Cerebrium, a serverless AI infrastructure platform founded in Cape Town, has announced an $8,5-million seed round, led by Gradient, Google’s AI venture fund, with participation from Y Combinator, Authentic Ventures, and several strategic angel investors and operators.
Founded in Cape Town, South Africa and now headquartered in New York City, the company and its AI platform are responsible for technical advancements that enable teams to build and scale multimodal AI applications without the traditional complexity or cost.
The new funding will allow the team at Cerebrium to invest in new features and meet surging enterprise demand.

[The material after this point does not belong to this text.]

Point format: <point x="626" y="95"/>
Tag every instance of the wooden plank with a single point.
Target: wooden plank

The company was founded by Michael Louis and Jonathan Irwin, who previously served as chief technology officer and lead engineer, respectively, at OneCart. OneCart was acquired by MassMart in 2021, serving as one of South Africa’s largest tech acquisitions at the time.
The duo founded Cerebrium after struggling to build their own AI-driven products.
CEO and co-founder, Michael Louis, comments: “Tooling was fragmented, there was an education gap between theory and production, the unit economics didn’t make sense, and development cycles took months.
“We built Cerebrium so engineers can focus on building AI products that users love with real business impact, instead of hiring an infrastructure team, racking up six-figure cloud bills or worrying about security and compliance.”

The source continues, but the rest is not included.